-
Notifications
You must be signed in to change notification settings - Fork 2.3k
Open
Description
🧨 Describe the Bug
marker_single crashes with torch.AcceleratorError: index 4755 is out of bounds: 0, range 0 to 1 during the layout recognition phase when processing a 66-page PDF on Apple Silicon (MPS backend). The error is reproducible and occurs consistently around page 14–16.
📄 Input Document
The PDF that triggers the crash is publicly available:
https://www.defensordelpueblo.es/wp-content/uploads/2025/03/Defensor-del-Pueblo_Informe-anual-2024.pdf
(2.7 MB, 66 pages — Spanish Ombudsman Annual Report 2024)
📤 Output Trace / Stack Trace
Click to expand
2026-03-01 09:40:26,850 [WARNING] surya: `TableRecEncoderDecoderModel` is not compatible with mps backend. Defaulting to cpu instead
Recognizing Layout: 24%|██▍ | 16/66 [01:12<03:47, 4.55s/it]
Traceback (most recent call last):
File "marker/scripts/convert_single.py", line 38, in convert_single_cli
rendered = converter(fpath)
File "marker/converters/pdf.py", line 195, in __call__
document = self.build_document(temp_path)
File "marker/converters/pdf.py", line 182, in build_document
document = DocumentBuilder(self.config)(provider, layout_builder, line_builder, ocr_builder)
File "marker/builders/document.py", line 33, in __call__
layout_builder(document, provider)
File "marker/builders/layout.py", line 56, in __call__
layout_results = self.surya_layout(document.pages)
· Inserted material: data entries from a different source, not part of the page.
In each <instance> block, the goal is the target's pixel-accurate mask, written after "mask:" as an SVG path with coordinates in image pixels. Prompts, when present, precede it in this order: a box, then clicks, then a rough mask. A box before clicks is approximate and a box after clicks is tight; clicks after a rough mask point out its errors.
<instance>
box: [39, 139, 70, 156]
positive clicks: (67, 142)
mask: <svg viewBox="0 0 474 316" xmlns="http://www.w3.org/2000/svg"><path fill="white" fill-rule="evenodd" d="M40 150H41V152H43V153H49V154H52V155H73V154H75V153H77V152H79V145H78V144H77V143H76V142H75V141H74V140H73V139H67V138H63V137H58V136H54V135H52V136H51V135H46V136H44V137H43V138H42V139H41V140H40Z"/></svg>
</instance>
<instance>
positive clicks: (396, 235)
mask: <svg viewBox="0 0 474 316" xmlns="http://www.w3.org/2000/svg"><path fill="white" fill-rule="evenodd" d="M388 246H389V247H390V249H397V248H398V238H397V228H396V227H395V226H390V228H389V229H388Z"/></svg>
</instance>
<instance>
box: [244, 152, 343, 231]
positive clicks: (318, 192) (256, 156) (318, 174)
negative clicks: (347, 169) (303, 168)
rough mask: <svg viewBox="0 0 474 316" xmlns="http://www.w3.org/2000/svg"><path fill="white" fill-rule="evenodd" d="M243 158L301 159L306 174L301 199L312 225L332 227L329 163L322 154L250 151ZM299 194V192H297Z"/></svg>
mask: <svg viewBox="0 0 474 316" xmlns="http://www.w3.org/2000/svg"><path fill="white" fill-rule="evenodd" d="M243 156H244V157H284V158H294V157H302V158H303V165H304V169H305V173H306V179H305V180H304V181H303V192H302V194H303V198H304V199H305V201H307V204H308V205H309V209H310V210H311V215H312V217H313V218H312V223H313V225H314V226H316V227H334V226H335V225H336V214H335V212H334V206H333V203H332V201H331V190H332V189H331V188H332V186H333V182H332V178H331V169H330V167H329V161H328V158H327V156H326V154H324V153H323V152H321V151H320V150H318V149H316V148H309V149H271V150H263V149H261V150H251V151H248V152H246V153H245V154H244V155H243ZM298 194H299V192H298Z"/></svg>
File "marker/builders/layout.py", line 88, in surya_layout
layout_results = self.layout_model(
[p.get_image(highres=False) for p in pages],
batch_size=int(self.get_batch_size()),
)
File "surya/layout/__init__.py", line 51, in __call__
self.foundation_predictor.prediction_loop(...)
File "surya/foundation/__init__.py", line 780, in prediction_loop
updated_inputs, outputs, merge_idxs = self.prefill(
current_inputs, max_lookahead_tokens=0
)
File "surya/foundation/__init__.py", line 556, in prefill
image_embeddings = self.model.get_image_embeddings(
pixel_values=image_tiles, ...
)
File "surya/common/surya/__init__.py", line 258, in get_image_embeddings
chunk_embeddings = self.vision_encoder.embed_images(
image_batch=chunk_pixels.unsqueeze(0).to(device=self.device),
grid_thw=chunk_grid_thw.unsqueeze(0).to(device=self.device),
)
File "surya/common/surya/encoder/__init__.py", line 798, in embed_images
return super().forward(hidden_states=image_batch, grid_thw=grid_thw)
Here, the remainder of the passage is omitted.